Wells: We talked to a lot of physicians and nurses and medical professionals, and they tell us a lot of the stories. So we don't come at it from the point of view of, "Here's an issue that we want to address." We come at it from "here is something that they experienced, that that we think has dramatic value." These aren't just billboards. These are people's lives and what they're actually going through. These things are happening to our characters or to other medical professionals that we want to translate into our characters.
So we really don't start with a board full of "we should do something about this." It is literally what's happening. And to pretend that these issues–and there are lots of them–don't exist in the real world is to allow them to separate from the real consequences. So they kind of come that way, rather than an advocacy, which is why we're not very responsive to what always happens when you're doing shows. We certainly had this on West Wing, ER, Southland. We will now start to hear from lots of advocacy groups who feel like, "Can you tell a story about our issue?" And we'll get these packets, which have a lot of stuff for all of it's useful in a certain way. But we'll basically say, "Have you, as a physician, dealt with this?" Because we have all these nurses and doctors who work with us. And they'll say, "No, this never comes up," or "This is way too esoteric," or "This happens three times a week." And the "this happens three times a week" stories are the ones that end up in the show.
I know you had mentioned a few weeks ago that it was too early to discern whether The Pitt would be renewed for Season 2. Are you already planning out stories if that ends up happening?
Gemmill: As you've watched the full 15 [episodes], there are some questions up in the air at the end. I would like to answer those and basically follow our characters through the next day that we are with them, and what's progressed in their lives and what hasn't. And I think once you create characters, and then they get personified. We have an amazing cast; they take on a life of their own. And then it sort of becomes following them. In terms of their journey, what is that going to be? And trying to just be honest about it.
Do you expect Season 2 to just continue on with the next day? Or would you want there to be a time jump?

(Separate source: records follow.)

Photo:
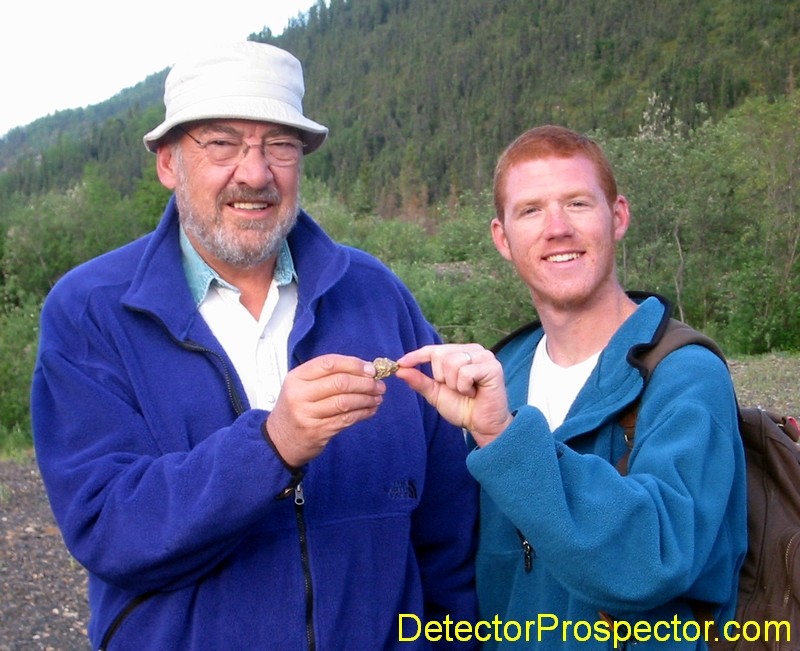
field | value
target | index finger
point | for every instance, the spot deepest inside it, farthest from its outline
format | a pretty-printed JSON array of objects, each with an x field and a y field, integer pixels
[
  {"x": 416, "y": 357},
  {"x": 331, "y": 363}
]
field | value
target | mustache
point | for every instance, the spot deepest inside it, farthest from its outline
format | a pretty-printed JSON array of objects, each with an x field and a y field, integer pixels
[{"x": 249, "y": 195}]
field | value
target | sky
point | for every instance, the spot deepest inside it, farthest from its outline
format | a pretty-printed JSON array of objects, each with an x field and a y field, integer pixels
[{"x": 64, "y": 54}]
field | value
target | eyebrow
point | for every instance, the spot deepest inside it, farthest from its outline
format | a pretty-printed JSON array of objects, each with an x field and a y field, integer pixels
[{"x": 276, "y": 131}]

Gemmill: For some story elements that you'll see later, I would want it to be a little bit later. We haven't decided whether it be three months, two months. But it wouldn't be the next day. That would put too much on storytelling.
Wells: And one of the things that happens is it's not that we rip things from the headlines. But because we're hearing what's happening in the emergency rooms from the people who work in the emergency rooms, many things that are happening in the in the overall society make their way into those stories. So it's premature to say, because you don't know what we're going to hear in six weeks or eight weeks or six months. You really don't know, and you don't want to foreclose it by just making all these decisions that then mean you can't take a good story that shows up.